Nella serie di foto OMAGGIO A EMILIO VEDOVA, mi viene subito da dire: sembra una rappresentazione dell'Inferno di Dante. E i colori che riempiono lo spazio rinviano con una serie di richiami, verbali e visuali, al luogo della dannazione eterna, in cui il poeta entra con la sua guida Virgilio; e il nero e il rosso sono i colori dell'inferno nelle loro rispettive polarità negative: da una parte il nero che arde e distrugge, chiazze sporche e informi che rimangono dopo un incendio, l'estinzione della luce, la notte che tende a durare nel tempo, il fatale passaggio alla morte, un nulla privo di ogni possibilità; dall'altra il rosso, quell'energia con il suo potere distruttivo, che esplode in una terra sconvolta dal fuoco e saturata di sangue, in cui dilagano incendi, esplosioni, corpi lacerati; e l'azzurro, che reca nella sua freddezza il senso del nulla, che svuota, cancella, in cui il richiamo a un altrove è una mera illusione.

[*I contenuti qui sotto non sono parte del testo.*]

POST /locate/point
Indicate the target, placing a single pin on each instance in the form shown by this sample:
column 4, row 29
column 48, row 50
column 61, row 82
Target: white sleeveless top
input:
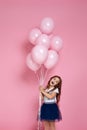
column 53, row 100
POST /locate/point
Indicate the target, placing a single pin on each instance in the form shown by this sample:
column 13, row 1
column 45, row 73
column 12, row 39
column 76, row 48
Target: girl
column 50, row 110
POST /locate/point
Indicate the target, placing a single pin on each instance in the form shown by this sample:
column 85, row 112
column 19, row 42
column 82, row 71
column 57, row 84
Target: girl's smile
column 54, row 81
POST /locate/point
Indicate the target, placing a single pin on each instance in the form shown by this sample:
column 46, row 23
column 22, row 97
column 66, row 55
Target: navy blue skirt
column 50, row 112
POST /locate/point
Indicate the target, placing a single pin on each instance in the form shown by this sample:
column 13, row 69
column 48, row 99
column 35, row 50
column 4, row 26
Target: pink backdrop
column 18, row 84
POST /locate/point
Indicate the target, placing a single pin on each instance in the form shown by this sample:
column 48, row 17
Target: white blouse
column 53, row 100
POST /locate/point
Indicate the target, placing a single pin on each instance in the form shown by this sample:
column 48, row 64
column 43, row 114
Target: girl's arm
column 48, row 95
column 42, row 96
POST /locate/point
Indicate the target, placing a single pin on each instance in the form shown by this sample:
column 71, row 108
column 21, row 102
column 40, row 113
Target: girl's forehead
column 55, row 78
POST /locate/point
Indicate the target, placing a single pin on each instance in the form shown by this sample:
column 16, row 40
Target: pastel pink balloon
column 44, row 40
column 47, row 25
column 56, row 43
column 34, row 34
column 39, row 54
column 52, row 59
column 31, row 64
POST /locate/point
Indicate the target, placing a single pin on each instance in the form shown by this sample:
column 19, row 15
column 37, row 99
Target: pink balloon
column 52, row 59
column 34, row 34
column 44, row 40
column 31, row 64
column 47, row 25
column 39, row 54
column 56, row 43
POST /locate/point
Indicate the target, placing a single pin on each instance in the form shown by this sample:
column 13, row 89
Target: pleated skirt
column 50, row 112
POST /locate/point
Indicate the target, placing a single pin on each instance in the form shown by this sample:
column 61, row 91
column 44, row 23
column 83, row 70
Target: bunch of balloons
column 46, row 46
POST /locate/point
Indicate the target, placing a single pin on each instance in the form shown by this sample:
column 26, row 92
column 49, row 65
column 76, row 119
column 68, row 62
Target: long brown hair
column 56, row 86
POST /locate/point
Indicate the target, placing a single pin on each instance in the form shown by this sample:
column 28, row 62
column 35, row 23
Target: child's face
column 54, row 81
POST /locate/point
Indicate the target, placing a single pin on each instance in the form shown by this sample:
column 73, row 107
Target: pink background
column 18, row 84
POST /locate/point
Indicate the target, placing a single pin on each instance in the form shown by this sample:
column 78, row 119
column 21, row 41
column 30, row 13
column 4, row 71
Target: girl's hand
column 41, row 88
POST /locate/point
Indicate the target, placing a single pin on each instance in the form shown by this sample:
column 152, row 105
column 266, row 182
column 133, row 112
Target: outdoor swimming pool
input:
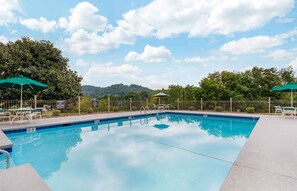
column 160, row 152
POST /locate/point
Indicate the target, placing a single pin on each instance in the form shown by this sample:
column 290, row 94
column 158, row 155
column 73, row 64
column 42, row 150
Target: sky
column 156, row 43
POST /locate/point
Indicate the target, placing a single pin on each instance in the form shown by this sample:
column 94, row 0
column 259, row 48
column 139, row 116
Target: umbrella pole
column 21, row 96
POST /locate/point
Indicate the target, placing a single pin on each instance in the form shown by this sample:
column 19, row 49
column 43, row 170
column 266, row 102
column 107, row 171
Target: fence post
column 35, row 101
column 108, row 103
column 78, row 105
column 269, row 105
column 230, row 104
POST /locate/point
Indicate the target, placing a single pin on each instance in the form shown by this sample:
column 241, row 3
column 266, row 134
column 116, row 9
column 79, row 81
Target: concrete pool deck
column 268, row 161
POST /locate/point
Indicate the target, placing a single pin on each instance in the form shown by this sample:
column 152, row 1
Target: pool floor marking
column 175, row 147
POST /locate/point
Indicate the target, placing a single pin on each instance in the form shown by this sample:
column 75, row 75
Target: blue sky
column 159, row 42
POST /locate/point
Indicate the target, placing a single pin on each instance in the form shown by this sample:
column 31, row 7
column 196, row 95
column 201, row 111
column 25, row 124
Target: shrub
column 172, row 107
column 56, row 113
column 115, row 108
column 191, row 108
column 90, row 110
column 219, row 108
column 250, row 109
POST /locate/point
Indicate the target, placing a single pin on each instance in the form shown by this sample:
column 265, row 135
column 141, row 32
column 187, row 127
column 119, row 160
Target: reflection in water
column 126, row 154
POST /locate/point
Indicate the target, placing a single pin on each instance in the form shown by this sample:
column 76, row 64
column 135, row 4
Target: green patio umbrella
column 289, row 87
column 22, row 83
column 159, row 95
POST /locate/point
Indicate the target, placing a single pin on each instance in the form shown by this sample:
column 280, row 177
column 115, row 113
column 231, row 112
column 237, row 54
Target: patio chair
column 278, row 109
column 5, row 115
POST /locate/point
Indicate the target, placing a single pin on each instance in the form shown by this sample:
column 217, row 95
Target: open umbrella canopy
column 289, row 87
column 22, row 83
column 161, row 94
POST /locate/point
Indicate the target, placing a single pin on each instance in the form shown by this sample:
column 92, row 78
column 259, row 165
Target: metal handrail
column 7, row 157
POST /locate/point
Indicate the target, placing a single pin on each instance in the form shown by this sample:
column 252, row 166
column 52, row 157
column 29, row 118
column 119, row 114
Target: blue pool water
column 163, row 152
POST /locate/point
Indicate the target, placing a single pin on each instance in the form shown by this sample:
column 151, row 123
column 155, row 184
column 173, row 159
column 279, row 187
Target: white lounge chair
column 5, row 115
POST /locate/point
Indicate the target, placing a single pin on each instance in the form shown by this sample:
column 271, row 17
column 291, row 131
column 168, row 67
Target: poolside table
column 21, row 114
column 289, row 110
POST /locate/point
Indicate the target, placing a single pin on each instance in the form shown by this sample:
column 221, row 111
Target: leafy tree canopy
column 41, row 61
column 253, row 84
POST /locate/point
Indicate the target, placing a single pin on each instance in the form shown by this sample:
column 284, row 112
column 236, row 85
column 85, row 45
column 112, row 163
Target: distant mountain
column 117, row 89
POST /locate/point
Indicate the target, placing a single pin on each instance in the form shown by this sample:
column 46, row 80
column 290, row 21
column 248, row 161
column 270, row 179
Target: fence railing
column 86, row 105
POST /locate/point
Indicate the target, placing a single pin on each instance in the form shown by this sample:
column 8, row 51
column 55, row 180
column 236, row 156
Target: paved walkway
column 268, row 161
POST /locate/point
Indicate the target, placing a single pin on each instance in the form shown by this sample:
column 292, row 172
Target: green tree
column 41, row 61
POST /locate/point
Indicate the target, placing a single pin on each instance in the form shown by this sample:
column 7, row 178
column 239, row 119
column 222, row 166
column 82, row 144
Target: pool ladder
column 7, row 157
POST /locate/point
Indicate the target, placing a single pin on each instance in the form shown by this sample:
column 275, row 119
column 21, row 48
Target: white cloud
column 110, row 69
column 81, row 63
column 293, row 63
column 257, row 43
column 285, row 20
column 198, row 59
column 7, row 8
column 150, row 54
column 82, row 42
column 3, row 39
column 167, row 18
column 155, row 82
column 39, row 24
column 84, row 16
column 251, row 45
column 281, row 54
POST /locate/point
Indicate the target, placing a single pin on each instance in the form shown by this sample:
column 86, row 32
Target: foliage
column 191, row 108
column 250, row 109
column 56, row 113
column 90, row 110
column 219, row 108
column 41, row 61
column 118, row 90
column 253, row 84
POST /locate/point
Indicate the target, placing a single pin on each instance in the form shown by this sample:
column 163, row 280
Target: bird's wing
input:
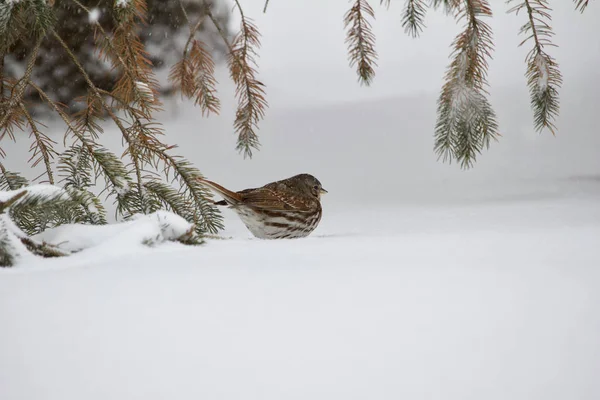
column 267, row 199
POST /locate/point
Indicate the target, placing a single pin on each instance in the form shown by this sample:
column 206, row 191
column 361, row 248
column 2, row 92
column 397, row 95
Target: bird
column 285, row 209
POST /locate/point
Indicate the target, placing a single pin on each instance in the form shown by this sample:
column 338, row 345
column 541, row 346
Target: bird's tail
column 231, row 198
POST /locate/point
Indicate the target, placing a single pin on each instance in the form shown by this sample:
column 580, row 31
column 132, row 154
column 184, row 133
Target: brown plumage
column 285, row 209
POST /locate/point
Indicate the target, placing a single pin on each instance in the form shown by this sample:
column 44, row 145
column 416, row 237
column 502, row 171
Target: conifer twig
column 41, row 144
column 543, row 75
column 581, row 5
column 249, row 90
column 413, row 17
column 466, row 122
column 193, row 75
column 19, row 90
column 131, row 145
column 361, row 40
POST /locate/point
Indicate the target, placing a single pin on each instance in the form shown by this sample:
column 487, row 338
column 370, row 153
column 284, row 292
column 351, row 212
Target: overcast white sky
column 304, row 59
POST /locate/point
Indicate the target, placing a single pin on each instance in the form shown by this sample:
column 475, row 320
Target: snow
column 42, row 190
column 421, row 282
column 151, row 229
column 94, row 15
column 385, row 304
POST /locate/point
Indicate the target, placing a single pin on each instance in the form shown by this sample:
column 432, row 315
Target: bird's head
column 310, row 185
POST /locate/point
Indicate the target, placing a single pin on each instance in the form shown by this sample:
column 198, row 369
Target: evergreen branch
column 466, row 122
column 249, row 91
column 193, row 75
column 43, row 249
column 136, row 85
column 413, row 17
column 42, row 145
column 4, row 205
column 361, row 40
column 9, row 116
column 543, row 75
column 188, row 174
column 11, row 180
column 131, row 148
column 170, row 198
column 581, row 5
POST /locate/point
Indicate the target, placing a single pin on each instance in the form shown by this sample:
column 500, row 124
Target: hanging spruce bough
column 466, row 122
column 140, row 181
column 543, row 76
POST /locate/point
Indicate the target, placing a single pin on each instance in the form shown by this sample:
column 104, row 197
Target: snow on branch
column 18, row 246
column 543, row 75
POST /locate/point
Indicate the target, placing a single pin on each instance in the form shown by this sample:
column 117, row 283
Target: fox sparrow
column 289, row 208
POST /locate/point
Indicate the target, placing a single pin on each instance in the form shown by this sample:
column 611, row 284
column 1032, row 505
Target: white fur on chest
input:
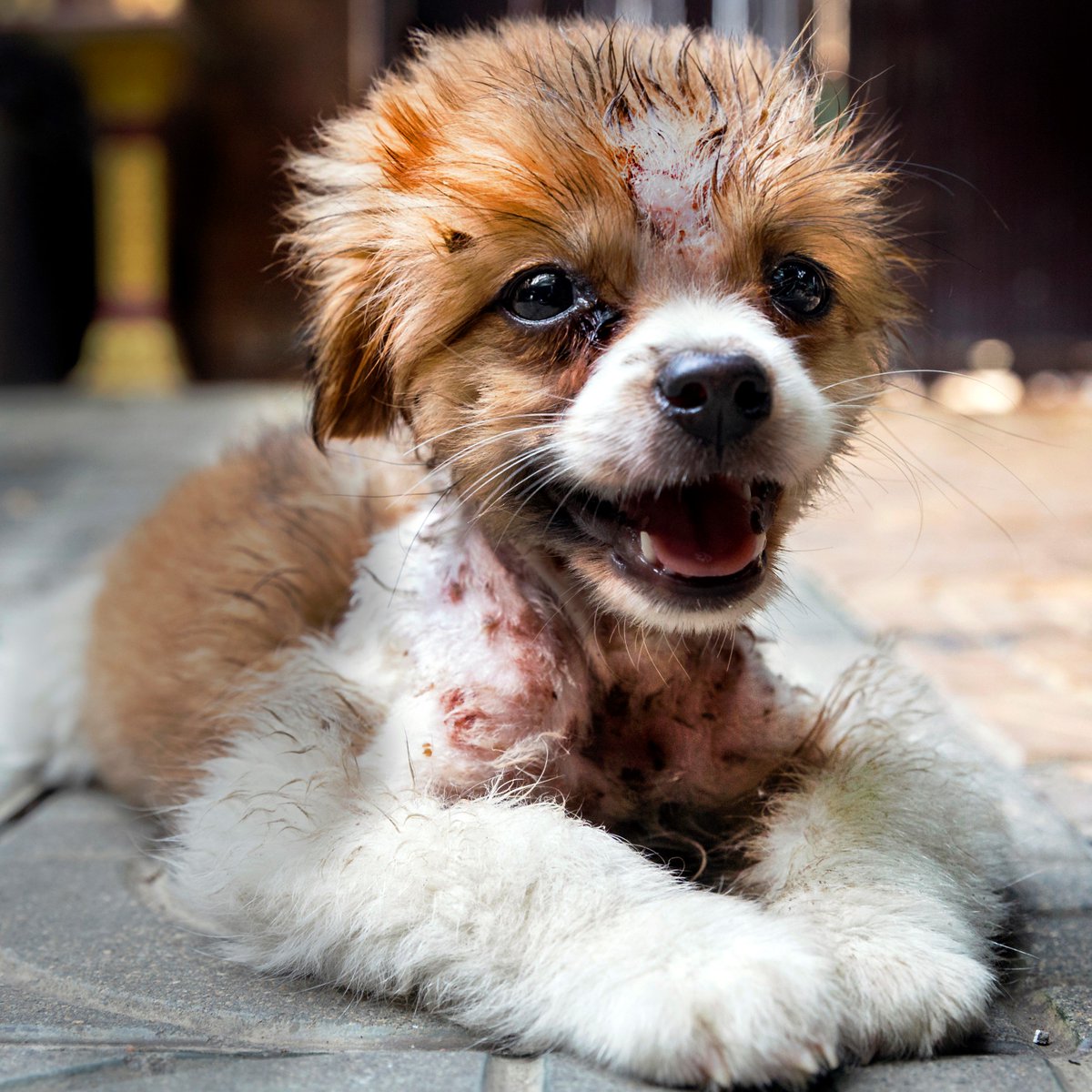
column 486, row 680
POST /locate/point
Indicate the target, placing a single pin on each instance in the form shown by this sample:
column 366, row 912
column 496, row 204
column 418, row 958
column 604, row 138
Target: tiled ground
column 103, row 987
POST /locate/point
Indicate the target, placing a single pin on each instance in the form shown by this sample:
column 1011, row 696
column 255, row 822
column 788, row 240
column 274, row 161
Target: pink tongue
column 703, row 531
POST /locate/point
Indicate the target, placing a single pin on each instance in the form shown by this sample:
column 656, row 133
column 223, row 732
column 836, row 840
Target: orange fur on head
column 494, row 150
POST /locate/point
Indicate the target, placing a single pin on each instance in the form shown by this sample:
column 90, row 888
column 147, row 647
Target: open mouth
column 702, row 541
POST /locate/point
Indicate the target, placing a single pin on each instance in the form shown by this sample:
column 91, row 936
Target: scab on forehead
column 669, row 176
column 456, row 240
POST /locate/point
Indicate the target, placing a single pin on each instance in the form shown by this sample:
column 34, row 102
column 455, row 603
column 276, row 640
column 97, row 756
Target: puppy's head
column 618, row 282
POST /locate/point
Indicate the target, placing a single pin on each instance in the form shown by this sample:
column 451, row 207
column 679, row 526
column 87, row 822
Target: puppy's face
column 621, row 288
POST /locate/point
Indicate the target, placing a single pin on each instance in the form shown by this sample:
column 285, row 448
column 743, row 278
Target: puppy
column 622, row 304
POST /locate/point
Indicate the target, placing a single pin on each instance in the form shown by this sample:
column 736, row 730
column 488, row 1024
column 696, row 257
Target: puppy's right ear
column 336, row 243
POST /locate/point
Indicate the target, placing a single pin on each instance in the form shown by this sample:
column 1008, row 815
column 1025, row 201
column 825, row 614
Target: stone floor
column 103, row 986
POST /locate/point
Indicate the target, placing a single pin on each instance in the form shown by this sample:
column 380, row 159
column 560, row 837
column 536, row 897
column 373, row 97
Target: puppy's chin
column 692, row 558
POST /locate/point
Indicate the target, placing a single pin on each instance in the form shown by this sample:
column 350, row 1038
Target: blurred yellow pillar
column 131, row 345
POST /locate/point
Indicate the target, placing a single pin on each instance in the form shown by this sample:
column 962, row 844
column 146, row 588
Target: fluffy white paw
column 912, row 973
column 909, row 1000
column 708, row 998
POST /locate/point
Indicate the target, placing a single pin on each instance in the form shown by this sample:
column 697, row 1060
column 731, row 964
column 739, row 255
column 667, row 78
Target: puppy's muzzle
column 714, row 398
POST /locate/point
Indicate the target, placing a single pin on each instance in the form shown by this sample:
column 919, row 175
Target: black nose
column 716, row 399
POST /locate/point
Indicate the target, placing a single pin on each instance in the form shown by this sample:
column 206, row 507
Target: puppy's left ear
column 336, row 243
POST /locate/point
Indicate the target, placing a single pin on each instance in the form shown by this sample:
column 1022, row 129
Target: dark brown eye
column 800, row 288
column 540, row 296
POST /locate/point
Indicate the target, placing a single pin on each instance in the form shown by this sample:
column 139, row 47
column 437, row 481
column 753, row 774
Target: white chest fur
column 486, row 680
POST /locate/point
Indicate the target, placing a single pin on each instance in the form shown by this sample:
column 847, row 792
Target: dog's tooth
column 648, row 551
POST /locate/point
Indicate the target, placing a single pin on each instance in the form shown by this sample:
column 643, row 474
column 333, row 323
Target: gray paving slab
column 1025, row 1074
column 179, row 1071
column 568, row 1075
column 86, row 956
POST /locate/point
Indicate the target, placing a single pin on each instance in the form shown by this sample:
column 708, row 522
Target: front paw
column 713, row 995
column 911, row 986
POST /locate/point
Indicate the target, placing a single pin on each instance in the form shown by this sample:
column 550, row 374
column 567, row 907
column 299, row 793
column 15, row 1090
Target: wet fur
column 397, row 727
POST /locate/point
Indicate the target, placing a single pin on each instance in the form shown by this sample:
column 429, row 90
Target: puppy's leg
column 893, row 854
column 521, row 922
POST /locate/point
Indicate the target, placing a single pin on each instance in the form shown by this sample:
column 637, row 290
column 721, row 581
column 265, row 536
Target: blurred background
column 141, row 140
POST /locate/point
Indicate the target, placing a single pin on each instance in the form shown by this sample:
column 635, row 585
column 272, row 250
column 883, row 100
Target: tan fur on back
column 241, row 561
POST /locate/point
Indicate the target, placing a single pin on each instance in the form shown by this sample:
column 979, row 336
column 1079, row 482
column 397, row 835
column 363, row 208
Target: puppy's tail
column 43, row 647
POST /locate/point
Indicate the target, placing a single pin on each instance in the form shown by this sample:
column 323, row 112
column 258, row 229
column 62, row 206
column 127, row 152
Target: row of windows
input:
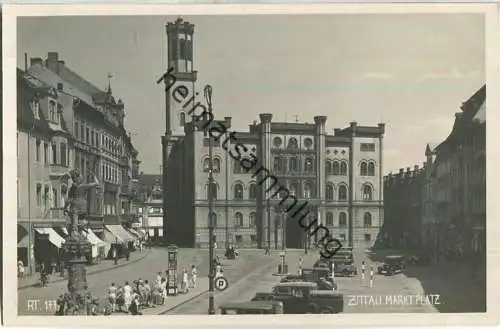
column 308, row 191
column 238, row 220
column 86, row 134
column 47, row 197
column 367, row 219
column 50, row 153
column 294, row 165
column 292, row 143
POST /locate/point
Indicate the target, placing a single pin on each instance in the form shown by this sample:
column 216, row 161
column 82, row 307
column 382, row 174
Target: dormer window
column 52, row 111
column 35, row 107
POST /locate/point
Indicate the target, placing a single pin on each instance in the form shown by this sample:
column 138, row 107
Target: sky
column 410, row 71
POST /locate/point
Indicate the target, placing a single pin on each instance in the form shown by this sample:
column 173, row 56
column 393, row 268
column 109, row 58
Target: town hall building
column 339, row 175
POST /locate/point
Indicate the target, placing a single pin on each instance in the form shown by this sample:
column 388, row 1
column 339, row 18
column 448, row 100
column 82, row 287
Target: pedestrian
column 112, row 296
column 372, row 276
column 20, row 269
column 158, row 278
column 147, row 294
column 127, row 295
column 185, row 282
column 194, row 276
column 134, row 306
column 164, row 290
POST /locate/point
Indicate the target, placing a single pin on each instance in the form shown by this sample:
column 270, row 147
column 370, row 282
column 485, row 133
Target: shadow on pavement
column 461, row 288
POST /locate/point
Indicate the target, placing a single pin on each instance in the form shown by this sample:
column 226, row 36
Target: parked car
column 324, row 283
column 392, row 265
column 304, row 297
column 252, row 307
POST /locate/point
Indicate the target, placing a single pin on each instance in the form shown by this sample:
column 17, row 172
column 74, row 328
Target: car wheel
column 312, row 308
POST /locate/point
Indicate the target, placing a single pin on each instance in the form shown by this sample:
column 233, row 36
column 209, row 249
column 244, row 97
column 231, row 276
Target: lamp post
column 211, row 275
column 268, row 224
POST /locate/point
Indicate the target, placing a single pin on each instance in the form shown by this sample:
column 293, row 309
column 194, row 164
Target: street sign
column 221, row 283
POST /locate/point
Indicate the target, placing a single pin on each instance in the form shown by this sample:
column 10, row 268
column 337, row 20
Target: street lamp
column 211, row 275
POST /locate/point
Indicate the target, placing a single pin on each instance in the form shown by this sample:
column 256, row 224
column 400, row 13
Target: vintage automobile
column 252, row 307
column 324, row 283
column 392, row 265
column 304, row 297
column 343, row 266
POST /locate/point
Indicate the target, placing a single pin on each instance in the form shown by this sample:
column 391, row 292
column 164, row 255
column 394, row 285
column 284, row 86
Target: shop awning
column 54, row 238
column 24, row 243
column 94, row 239
column 134, row 232
column 120, row 233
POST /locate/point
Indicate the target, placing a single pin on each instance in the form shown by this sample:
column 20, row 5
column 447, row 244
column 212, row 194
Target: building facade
column 449, row 218
column 102, row 147
column 339, row 175
column 459, row 184
column 404, row 208
column 150, row 207
column 64, row 122
column 44, row 153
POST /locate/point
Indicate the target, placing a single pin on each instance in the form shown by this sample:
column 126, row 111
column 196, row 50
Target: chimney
column 53, row 61
column 35, row 60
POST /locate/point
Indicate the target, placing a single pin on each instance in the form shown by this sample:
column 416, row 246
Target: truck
column 304, row 298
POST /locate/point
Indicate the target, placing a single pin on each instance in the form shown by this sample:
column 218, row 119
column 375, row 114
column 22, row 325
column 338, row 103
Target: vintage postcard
column 316, row 164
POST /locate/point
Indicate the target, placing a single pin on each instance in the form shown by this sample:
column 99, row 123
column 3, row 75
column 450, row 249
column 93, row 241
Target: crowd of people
column 145, row 294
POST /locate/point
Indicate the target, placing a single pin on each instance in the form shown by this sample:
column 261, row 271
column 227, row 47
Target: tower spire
column 110, row 76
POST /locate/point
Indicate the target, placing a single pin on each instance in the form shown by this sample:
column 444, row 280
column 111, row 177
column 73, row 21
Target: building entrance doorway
column 294, row 233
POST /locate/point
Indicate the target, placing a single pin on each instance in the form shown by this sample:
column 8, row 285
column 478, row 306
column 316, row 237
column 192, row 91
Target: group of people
column 143, row 294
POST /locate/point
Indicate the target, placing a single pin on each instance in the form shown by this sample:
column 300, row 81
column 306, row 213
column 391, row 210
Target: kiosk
column 172, row 288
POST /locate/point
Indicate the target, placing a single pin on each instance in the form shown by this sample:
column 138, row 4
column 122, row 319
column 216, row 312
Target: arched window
column 309, row 163
column 182, row 118
column 329, row 192
column 367, row 192
column 329, row 219
column 277, row 164
column 292, row 164
column 342, row 193
column 363, row 169
column 253, row 192
column 212, row 218
column 216, row 165
column 328, row 168
column 238, row 192
column 371, row 169
column 237, row 169
column 342, row 219
column 367, row 219
column 335, row 168
column 308, row 191
column 343, row 168
column 213, row 190
column 292, row 143
column 277, row 142
column 252, row 219
column 238, row 219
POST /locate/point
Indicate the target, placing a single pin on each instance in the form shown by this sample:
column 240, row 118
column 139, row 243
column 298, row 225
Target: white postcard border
column 11, row 12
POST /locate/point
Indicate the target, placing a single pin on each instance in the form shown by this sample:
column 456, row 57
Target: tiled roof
column 76, row 80
column 43, row 73
column 25, row 117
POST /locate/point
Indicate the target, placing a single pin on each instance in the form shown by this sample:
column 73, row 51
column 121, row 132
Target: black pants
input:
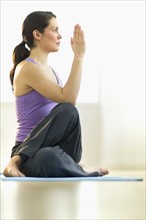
column 53, row 148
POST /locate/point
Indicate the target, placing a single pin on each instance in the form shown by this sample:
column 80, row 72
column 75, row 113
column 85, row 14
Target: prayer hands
column 78, row 42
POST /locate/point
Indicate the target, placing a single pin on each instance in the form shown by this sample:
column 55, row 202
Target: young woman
column 48, row 139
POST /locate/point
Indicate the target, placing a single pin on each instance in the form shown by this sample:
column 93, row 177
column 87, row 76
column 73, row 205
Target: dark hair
column 37, row 20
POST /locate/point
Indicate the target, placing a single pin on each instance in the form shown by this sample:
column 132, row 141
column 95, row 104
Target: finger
column 76, row 32
column 21, row 174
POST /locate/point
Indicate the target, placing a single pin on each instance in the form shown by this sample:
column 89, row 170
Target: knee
column 69, row 110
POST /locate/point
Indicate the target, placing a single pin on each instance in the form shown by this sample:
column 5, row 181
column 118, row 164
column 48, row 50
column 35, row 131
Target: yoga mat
column 68, row 179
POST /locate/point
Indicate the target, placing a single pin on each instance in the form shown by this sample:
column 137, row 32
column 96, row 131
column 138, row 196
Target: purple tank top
column 31, row 109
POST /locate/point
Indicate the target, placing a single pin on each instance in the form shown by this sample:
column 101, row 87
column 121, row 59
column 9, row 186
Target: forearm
column 72, row 86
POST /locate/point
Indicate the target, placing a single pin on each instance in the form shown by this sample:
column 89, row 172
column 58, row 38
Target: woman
column 48, row 139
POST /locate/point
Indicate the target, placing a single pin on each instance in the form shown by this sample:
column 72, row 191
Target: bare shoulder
column 25, row 68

Colori dell'assenza, simbolo di una condizione immutabile, senza speranza di fuoriuscita o di redenzione.
Ed è sempre lo sguardo che, associandosi alla capacità fantastica, segue il flusso dei colori, le loro linee, dimensioni, campiture, gradazioni, dando loro forma.
L'ARTE come gioco raffinato e di-vertente, scambio intelligente e dia-lettico tra l'intenzione dell'artista, dell'opera e del fruitore.

STELIO DI BELLO
Alcune note critiche sull' attività fotografica di Mario Caruso
Qui natura e cultura si mescolano, s'incastonano l'una nell'altra, dove il fare naturale ed il fare visuale-cromatico coesistono all'interno di un processo fotograficamente tecnologico. Tutti I piani e I livelli di esistenza e di produzione artistica sono lasciati dall'autore distinti ed integrati. Così MariO Caruso esprime la complessità sia dell'informale materico che quello della sua visione cromatica. Connubi e differenze difficilmente individuabili e distinguibili, raffigurando non unità metafisiche ma i rapporti ordinatamente misteriosi tra materia e cultura artistica. Questo è il bilico In cui è nata l'arte informale, manipolando la materia con le mani e la mente sensibile, ma che nel contatto materico è da Mario Caruso mediato tecnologicamente dalla camera fotografica. Una forma, quindi, di astrazione dell'informale. In queste opere l'autore appare e si esprime attento e stupito del caos naturale, imbrigliandolo nella sua formazione di intuizione immediata ( AISTHESIS ) , di sensibilità mentale.
Assumere e presentare la materia come forma-contenuto dell'opera d'arte esprime e ci comunica emotivamente e mentalmente la continuità perturbante del nostro corpo. Mentre la fotografia della materia che cromaticamente e casualmente si forma , sulle specie naturali o sugli artefatti dell'uomo, ci fa emergere ed evocare essendo immagine immateriale, IL caos interiore del nostro inconscio ,non toccabile ma sconvolgentemente attivo dentro di noi . Questa è la differenza linguistica tra l'opera materica e l'immagine fotografica della materia. Nel primo caso è la mano dell'artista che plasma la materia, nel secondo caso è l'occhio dell'artista che vede la materia, attivamente scegliendola come sua immagine psichica.Nel Primo caso c'è un rapporto fruitivo diretto con la matericità dell'opera d'arte, nel secondo caso vi è un rapporto fruitivo indiretto e immateriale con l'immagine della materia. Piu' complesso ed intrigante sarebbe analizzare e comprendere le problematiche, non solo d'estetica, davanti a una immagine fotografica di un'opera di arte materica. Si dovrebbe considerare criticamente che l'immagine è una fotografia di una materia fatta da un autore artistico.